The application of intensity-modulated radiation therapy (IMRT) has enabled us to deliver high doses to the target volume while sparing the surrounding normal tissues. The drawback of intensity modulation, as implemented using a computer-controlled multi-leaf collimator (MLC), is the larger number of monitor units (MU), and longer beam-on time, as compared to conventional radiotherapy. Additionally, IMRT uses more beam directions, typically 5-9 for prostate treatment, to achieve higly conformal dose and normal tissue sparing. In this work we study radiation induced cancer risks due to IMRT delivery using MLC for prostate patients.

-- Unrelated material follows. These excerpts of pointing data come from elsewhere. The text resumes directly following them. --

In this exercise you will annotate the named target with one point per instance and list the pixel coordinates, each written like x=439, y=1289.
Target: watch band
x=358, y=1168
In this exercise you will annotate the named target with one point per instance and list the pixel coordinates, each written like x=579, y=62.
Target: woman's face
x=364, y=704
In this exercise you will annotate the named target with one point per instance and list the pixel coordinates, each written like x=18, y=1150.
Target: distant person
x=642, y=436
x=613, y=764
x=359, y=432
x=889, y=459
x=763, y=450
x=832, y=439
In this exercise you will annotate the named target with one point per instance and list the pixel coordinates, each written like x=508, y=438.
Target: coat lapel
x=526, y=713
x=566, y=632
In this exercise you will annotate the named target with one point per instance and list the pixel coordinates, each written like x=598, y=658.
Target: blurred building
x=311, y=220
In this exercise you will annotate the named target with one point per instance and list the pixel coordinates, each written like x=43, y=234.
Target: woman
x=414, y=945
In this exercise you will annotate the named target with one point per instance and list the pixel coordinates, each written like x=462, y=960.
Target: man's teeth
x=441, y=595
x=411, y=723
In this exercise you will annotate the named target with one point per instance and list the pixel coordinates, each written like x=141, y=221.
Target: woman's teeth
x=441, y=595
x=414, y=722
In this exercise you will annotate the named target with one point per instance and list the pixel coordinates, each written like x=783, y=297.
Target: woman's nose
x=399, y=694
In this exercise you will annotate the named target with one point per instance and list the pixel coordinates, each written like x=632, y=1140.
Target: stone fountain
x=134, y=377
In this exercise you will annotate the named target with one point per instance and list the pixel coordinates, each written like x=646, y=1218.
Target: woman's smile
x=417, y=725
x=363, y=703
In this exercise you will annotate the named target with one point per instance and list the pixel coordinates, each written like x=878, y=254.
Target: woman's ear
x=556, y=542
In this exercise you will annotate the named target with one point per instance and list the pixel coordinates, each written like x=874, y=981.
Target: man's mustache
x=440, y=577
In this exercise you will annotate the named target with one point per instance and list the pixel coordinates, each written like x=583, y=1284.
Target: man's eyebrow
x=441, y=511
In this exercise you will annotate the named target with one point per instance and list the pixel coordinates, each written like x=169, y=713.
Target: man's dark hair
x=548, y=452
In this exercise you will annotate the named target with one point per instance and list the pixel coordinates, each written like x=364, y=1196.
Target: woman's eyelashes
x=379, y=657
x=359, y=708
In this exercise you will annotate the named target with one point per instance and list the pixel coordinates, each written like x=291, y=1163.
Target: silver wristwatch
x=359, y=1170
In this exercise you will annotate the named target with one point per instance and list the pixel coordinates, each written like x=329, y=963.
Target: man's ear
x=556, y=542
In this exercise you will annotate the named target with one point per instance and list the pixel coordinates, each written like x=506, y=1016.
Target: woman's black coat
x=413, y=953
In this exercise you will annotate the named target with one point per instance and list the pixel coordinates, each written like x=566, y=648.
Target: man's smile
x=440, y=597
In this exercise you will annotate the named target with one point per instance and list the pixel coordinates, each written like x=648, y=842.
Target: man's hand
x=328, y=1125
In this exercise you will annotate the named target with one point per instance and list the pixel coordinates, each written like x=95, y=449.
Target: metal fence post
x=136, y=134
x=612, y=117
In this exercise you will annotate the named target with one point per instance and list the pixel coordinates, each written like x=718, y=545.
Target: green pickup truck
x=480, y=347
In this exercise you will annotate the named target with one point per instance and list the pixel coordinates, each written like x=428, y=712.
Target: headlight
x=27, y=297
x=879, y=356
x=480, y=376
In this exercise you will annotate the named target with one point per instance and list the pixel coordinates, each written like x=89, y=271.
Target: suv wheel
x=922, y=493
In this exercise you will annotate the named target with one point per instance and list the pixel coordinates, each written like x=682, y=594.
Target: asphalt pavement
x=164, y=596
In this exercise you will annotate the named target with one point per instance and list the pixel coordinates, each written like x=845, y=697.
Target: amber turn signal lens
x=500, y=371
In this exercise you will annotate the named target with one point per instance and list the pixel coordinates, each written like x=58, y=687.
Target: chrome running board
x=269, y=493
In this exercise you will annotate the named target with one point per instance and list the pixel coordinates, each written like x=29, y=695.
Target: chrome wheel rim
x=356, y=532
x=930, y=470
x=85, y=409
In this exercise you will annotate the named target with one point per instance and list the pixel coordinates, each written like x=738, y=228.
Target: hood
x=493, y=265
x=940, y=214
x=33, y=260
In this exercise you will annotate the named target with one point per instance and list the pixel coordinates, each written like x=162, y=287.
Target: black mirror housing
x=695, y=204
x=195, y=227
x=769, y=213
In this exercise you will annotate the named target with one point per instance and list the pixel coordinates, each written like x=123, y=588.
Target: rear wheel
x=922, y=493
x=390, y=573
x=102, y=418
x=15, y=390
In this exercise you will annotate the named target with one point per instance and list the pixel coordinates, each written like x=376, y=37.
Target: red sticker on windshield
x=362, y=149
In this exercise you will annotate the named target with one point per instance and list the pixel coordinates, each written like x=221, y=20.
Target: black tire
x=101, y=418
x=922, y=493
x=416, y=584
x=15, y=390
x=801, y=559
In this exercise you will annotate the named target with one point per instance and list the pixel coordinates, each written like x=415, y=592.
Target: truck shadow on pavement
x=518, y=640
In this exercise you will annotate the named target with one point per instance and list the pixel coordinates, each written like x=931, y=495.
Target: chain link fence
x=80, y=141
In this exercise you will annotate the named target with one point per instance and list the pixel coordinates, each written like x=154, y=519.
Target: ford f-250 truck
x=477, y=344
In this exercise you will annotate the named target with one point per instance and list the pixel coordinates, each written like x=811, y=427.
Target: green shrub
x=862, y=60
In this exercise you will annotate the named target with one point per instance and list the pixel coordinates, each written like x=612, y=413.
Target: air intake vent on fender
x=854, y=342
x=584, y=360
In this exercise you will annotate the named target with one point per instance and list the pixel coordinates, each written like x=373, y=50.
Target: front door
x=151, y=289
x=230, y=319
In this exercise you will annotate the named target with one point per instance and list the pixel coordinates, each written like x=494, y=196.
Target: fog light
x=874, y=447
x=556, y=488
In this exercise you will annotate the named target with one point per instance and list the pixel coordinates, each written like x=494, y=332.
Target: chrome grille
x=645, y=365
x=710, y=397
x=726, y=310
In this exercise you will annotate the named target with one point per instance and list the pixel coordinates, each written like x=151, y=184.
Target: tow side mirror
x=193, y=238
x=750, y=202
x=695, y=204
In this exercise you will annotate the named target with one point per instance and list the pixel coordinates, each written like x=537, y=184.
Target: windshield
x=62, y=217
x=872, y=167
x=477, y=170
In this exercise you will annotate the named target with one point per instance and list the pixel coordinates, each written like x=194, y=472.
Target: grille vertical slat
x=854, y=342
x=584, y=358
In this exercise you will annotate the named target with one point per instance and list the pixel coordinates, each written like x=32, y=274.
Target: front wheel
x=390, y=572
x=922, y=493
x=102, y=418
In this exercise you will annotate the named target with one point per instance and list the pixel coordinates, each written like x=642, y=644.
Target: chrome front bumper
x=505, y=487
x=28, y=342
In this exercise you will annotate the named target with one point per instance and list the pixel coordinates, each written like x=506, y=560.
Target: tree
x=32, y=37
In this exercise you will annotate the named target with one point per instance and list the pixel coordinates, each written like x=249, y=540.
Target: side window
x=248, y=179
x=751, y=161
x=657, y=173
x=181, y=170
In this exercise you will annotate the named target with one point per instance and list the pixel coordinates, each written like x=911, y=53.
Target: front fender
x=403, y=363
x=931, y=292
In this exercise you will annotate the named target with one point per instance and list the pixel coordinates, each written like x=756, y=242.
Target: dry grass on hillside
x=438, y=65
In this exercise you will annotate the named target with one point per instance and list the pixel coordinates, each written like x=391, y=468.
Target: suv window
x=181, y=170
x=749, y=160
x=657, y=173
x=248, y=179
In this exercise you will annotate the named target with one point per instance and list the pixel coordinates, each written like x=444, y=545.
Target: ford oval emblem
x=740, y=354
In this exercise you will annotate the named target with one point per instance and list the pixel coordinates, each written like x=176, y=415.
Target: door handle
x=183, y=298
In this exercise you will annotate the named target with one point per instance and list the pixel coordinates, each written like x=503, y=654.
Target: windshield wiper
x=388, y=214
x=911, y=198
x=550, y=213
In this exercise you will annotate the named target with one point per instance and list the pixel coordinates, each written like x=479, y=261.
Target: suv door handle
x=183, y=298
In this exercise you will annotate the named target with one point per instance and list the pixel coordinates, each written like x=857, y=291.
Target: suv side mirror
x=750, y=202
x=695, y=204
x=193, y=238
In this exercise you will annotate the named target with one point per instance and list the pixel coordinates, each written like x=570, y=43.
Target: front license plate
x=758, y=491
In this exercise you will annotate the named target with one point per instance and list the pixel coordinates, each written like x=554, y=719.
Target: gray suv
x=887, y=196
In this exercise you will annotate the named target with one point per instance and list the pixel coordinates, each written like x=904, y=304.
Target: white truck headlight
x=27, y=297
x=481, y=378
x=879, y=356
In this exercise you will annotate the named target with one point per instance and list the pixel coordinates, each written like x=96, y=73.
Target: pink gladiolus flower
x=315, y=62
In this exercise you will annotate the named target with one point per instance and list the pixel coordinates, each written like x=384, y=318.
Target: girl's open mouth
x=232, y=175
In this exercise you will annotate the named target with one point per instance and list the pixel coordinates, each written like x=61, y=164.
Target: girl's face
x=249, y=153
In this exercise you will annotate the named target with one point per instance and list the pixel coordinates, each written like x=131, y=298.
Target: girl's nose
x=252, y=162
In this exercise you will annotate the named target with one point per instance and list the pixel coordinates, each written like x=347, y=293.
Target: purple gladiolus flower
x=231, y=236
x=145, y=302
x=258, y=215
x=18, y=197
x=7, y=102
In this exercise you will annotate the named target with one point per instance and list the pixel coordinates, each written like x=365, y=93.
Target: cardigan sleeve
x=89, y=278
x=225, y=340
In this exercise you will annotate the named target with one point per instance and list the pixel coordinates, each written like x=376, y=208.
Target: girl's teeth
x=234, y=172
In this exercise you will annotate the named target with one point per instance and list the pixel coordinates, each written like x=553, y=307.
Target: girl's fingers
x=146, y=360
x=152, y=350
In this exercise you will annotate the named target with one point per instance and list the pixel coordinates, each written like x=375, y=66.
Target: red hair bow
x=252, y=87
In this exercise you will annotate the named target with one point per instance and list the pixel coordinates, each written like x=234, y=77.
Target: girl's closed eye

Whole body CT scans were was used in our study in order to calculate the effective dose equivalent from the doses received by individual organs according to NCRP report 116. The dose was computed using EGS4/MCSIM for IMRT and 3D conformal radiotherapy. The effect of the collimator rotation, the distance from the treatment field, and the scatter and leakage contribution to the whole body were investigated.  We calculated the whole body dose equivalent to estimate the increase in the risk of secondary malignancies.

Our results showed an overall two fold increase in the risk of secondary malignancies due to the application of IMRT as compared to conventional radiotherapy. This two fold increase is not necessarily related to a relative two fold increase in MU. The whole body dose equivalent was also, affected by the collimator rotation, the field size and the energy of the photon beam. Smaller field sizes of low energy photon beams (i.e. 6MV) with the MLC axis along the lateral axis of the patient resulted in the lowest whole body dose. Our results can be used for the evaluation of the risk of secondary malignancies for prostate IMRT patients.